Saturday, December 31, 2016

The man who invented VR Goggles, 50 years ago


American author and inventor Hugo Gernsback is said to have created the first entertainment eyewear device - the closest predecessor to current VR goggles
At the moment, the world is going gaga over virtual reality, allowing us to completely immerse ourselves in a technology which creates a simulated environment -You could visit The Taj Mahal right from your hall room. Even though concepts like Google Cardboard, Samsung GearVR and others have been going mainstream and commercial over the past few years, a man named Hugo Gernsback might have invented virtual reality glasses around half a century too soon! Hugo Gernsback is the gentleman responsible for coining the term, ‘science fiction'. He created the imaginative fiction magazine Amazing Stories in 1926, which later on was made into a TV series by Steven Spielberg. The Hugo Awards for science fiction and fantasy are named after him as well.
Among these things, he was known to be an inventor with some crazy ideas. Some of them include, combined electric hair brush and comb, a battery-powered handheld illuminated mirror, and a wax-impregnated fabric strip for removing excess hair. But, his most interesting invention was the teleyeglasses -a pocket-sized, battery-operated portable TV with a separate screen for each eye, which are similar to the 3D glasses we have today.
These glasses were built around small cathode-ray tubes that ran on low-voltage current from tiny batteries. Weighing about 140 grams, it could display stereoscopic images. They had a V-type antenna protruding from the teleyeglasses, which were described as ‘neo-Martian'.

In July 1963, when Hugo Gernsback was 78 years old, Life Magazine described his television eyeglasses as, “He now invents only in broad outline, leaving the actual mechanics of the thing to others. His television eyeglasses-a device for which he feels millions yearn constitute a case in point. When the idea for this handy, pocket-size portable TV set occurred to him in 1936, he was forced to dismiss it as impractical.
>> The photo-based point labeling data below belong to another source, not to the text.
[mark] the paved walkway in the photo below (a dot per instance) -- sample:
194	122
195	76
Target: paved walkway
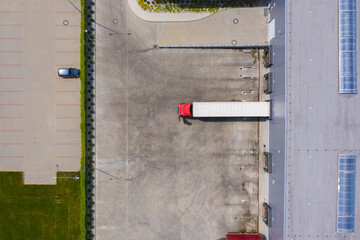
39	112
164	17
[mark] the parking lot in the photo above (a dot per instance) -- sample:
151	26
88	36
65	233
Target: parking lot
157	177
39	112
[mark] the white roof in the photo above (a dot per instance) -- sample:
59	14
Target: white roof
231	109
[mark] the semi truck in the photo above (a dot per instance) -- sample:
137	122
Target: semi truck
224	109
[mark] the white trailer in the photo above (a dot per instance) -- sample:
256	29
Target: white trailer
225	109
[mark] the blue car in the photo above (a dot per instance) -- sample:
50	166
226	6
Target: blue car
69	72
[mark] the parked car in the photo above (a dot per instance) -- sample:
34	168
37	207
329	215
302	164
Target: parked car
69	72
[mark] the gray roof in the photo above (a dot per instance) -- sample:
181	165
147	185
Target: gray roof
312	123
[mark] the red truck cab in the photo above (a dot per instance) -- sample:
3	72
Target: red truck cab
185	110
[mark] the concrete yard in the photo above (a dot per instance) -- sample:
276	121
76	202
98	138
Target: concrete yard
157	177
39	112
321	123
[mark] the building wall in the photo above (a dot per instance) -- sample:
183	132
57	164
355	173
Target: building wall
277	126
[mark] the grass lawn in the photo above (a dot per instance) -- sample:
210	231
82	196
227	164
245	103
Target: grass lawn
39	211
178	6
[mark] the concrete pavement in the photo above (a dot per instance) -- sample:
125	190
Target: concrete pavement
173	181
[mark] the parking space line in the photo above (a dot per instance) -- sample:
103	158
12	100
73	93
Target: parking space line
11	130
68	25
11	11
71	65
11	104
67	104
11	117
11	25
67	91
67	51
11	51
11	91
67	130
11	38
68	12
10	65
66	117
67	38
67	156
67	143
11	143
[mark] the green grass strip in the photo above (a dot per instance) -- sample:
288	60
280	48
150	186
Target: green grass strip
82	123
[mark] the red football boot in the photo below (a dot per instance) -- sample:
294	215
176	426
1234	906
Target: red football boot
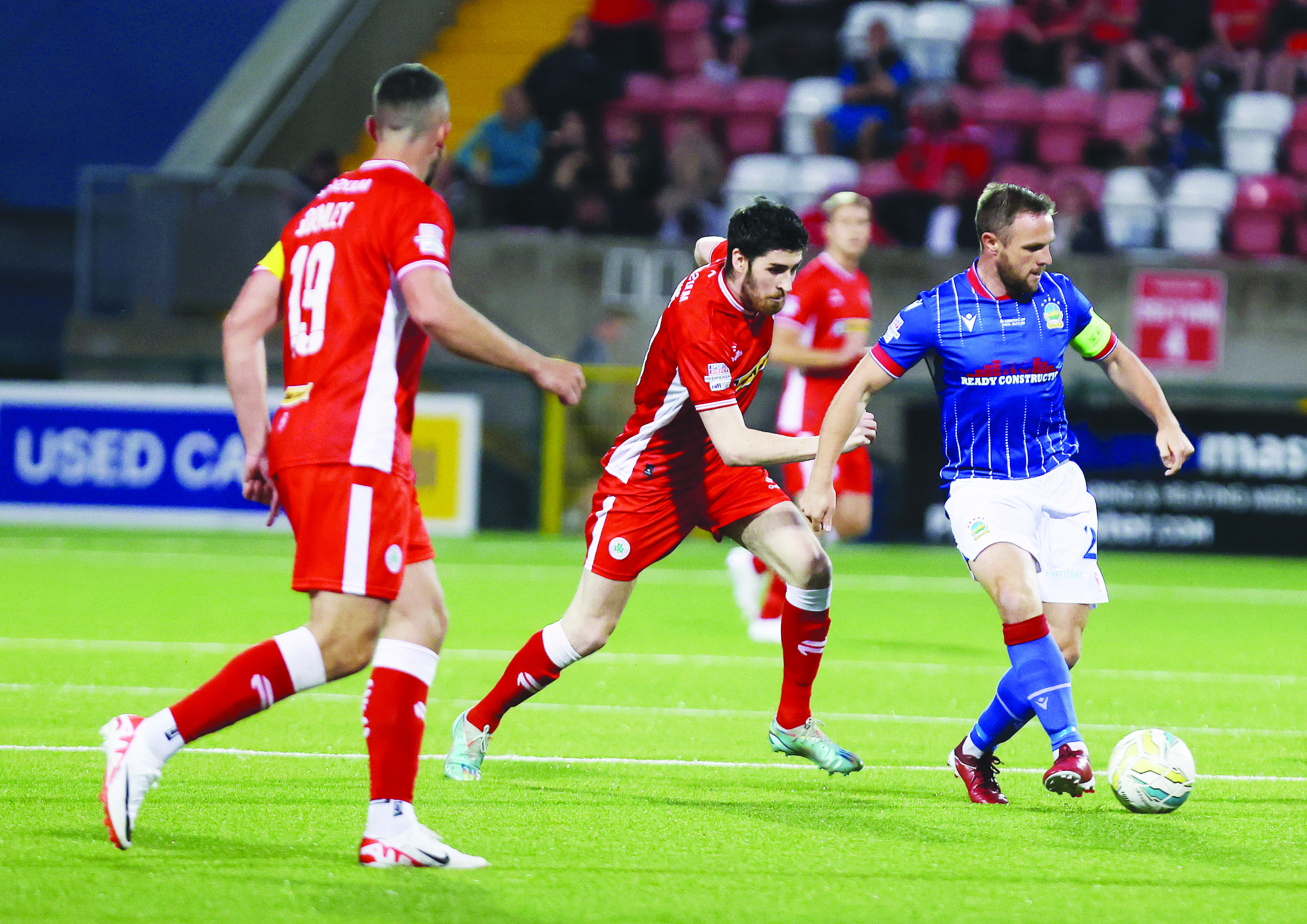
1071	773
979	774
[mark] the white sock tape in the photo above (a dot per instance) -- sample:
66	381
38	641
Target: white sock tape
416	660
557	646
304	658
815	600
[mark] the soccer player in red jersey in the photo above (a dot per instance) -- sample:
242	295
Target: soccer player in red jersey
361	277
685	461
821	334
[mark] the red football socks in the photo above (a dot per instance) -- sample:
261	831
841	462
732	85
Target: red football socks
253	681
395	715
776	600
804	624
531	671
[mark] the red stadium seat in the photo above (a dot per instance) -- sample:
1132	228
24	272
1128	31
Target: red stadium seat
1127	114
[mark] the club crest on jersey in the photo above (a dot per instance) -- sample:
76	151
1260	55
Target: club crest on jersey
753	373
718	377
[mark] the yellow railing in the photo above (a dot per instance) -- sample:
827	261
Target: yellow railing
553	444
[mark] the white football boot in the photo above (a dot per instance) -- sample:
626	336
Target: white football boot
130	773
418	846
746	583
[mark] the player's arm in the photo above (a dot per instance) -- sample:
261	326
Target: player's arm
703	249
842	419
436	306
737	445
786	348
245	361
1128	373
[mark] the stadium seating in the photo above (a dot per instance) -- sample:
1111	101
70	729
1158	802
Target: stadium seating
1130	208
853	33
752	114
1260	209
934	33
1196	207
817	176
1251	130
1068	118
759	176
810	100
1127	114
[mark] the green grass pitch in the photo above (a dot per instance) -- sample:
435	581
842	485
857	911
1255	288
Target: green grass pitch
1213	649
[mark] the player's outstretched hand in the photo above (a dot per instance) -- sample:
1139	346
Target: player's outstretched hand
1174	448
259	486
563	378
818	506
864	433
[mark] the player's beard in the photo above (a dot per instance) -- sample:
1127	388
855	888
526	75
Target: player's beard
1017	284
754	301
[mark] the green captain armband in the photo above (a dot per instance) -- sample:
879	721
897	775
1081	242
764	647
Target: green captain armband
1097	340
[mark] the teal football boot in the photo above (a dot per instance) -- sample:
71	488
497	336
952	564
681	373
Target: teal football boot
467	751
813	744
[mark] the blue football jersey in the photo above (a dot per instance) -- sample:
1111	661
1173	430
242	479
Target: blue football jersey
998	370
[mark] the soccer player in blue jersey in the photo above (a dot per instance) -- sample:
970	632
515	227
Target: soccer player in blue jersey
1019	506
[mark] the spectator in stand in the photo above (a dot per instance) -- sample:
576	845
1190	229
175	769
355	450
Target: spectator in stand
571	79
1170	36
1077	225
570	178
1109	29
1287	46
625	36
692	202
501	156
795	38
1045	40
872	105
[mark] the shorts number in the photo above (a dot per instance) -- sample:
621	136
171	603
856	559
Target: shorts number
306	306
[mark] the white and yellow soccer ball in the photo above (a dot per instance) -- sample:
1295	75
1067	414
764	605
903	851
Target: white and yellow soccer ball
1152	772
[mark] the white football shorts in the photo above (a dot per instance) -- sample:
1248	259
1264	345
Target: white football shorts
1053	517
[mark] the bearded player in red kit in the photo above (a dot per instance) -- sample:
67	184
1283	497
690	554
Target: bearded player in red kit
361	277
686	461
821	334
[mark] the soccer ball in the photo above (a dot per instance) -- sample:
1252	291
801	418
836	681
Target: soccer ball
1152	772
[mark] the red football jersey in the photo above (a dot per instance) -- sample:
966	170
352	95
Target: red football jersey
352	355
828	304
708	352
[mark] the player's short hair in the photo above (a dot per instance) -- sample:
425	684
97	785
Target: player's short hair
1002	203
841	199
403	95
763	226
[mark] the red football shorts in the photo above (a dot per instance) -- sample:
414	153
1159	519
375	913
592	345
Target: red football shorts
633	526
356	529
853	475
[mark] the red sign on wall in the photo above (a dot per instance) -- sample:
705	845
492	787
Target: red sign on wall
1179	318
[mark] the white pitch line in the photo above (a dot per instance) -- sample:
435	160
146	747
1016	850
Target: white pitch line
683	660
611	761
1270	596
672	711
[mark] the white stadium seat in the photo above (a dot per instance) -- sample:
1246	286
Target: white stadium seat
932	34
1251	130
818	174
853	34
759	176
1196	208
810	100
1130	208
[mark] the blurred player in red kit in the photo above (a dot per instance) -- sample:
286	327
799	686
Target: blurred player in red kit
361	277
821	334
686	461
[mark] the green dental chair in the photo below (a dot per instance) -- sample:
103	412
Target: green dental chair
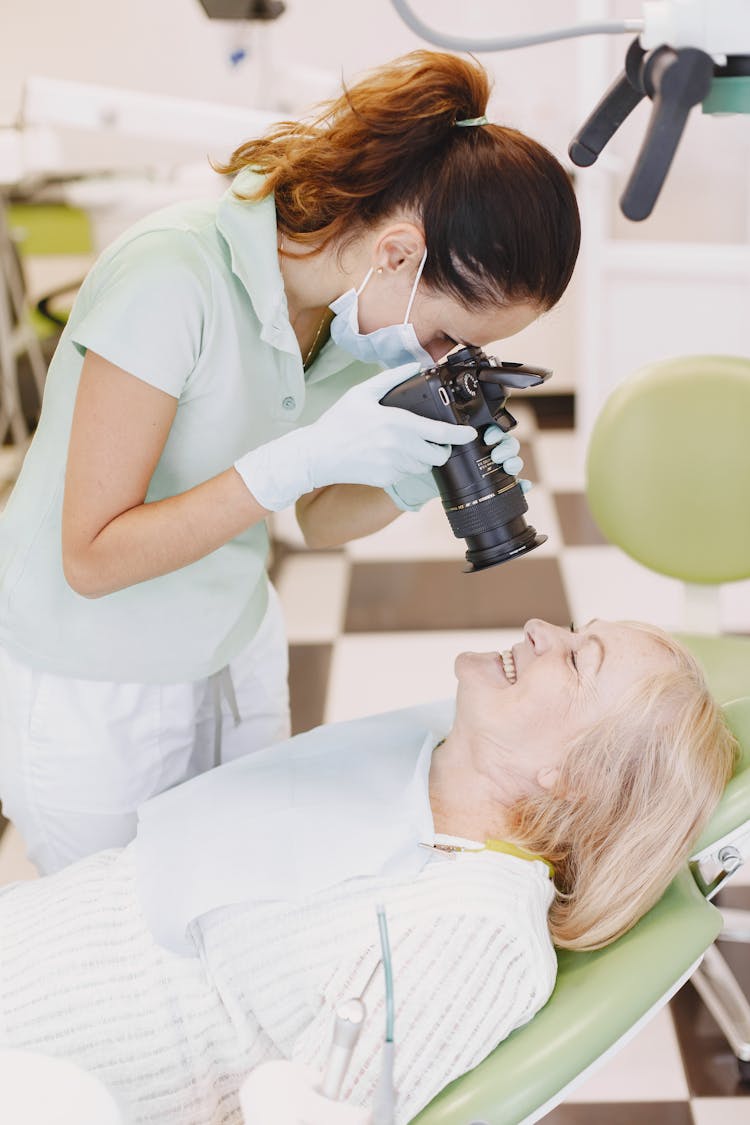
669	483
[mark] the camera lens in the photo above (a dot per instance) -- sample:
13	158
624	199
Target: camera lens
485	506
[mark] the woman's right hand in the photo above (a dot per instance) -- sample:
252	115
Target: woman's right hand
355	441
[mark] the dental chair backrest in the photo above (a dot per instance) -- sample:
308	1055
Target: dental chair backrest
668	480
602	999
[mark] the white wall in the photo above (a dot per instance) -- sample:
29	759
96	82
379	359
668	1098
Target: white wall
170	47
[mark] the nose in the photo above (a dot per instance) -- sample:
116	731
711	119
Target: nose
436	351
542	635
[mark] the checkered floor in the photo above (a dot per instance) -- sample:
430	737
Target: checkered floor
377	626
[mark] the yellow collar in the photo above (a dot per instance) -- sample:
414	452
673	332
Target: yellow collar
521	853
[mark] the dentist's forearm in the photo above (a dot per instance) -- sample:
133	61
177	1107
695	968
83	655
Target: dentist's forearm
334	515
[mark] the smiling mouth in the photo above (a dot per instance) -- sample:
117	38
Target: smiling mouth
508	663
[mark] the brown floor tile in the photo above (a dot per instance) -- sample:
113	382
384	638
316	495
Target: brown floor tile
552	412
626	1113
395	596
308	683
576	521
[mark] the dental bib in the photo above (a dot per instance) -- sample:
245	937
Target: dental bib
342	801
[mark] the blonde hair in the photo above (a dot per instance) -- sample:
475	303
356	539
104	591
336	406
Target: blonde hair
634	792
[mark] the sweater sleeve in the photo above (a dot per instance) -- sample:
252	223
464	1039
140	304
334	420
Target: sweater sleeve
461	984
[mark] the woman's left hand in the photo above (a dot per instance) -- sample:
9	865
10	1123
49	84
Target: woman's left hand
412	493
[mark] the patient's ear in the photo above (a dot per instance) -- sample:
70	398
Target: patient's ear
548	776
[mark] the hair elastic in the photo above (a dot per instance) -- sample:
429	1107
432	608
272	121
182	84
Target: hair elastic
472	120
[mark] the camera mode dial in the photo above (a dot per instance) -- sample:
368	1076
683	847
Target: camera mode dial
466	387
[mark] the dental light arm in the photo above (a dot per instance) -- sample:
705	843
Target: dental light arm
687	52
675	81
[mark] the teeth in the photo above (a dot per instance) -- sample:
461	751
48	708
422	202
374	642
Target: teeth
508	665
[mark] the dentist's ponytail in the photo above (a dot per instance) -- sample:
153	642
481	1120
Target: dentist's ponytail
498	210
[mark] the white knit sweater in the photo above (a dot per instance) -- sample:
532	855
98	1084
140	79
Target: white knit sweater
173	1037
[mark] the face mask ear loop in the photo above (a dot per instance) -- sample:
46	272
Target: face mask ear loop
414	287
367	278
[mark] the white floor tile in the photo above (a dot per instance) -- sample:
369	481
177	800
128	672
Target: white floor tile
381	672
313	590
424	534
560	458
14	864
648	1069
734	601
543	515
721	1110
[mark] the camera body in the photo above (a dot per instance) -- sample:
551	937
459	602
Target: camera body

But a few weeks ago, feeling that the electronics industry was catching up with his New Deal-era concepts, he orders some of his employees to build a mock-up.” As an inventor, he had many futuristic ideas that are now a reality-radar, microfilm, telemedicine, computer matchmaking, wireless spectrum regulation, bone-conduction hearing aids, tape recorders, electronic newspapers, and personal health trackers.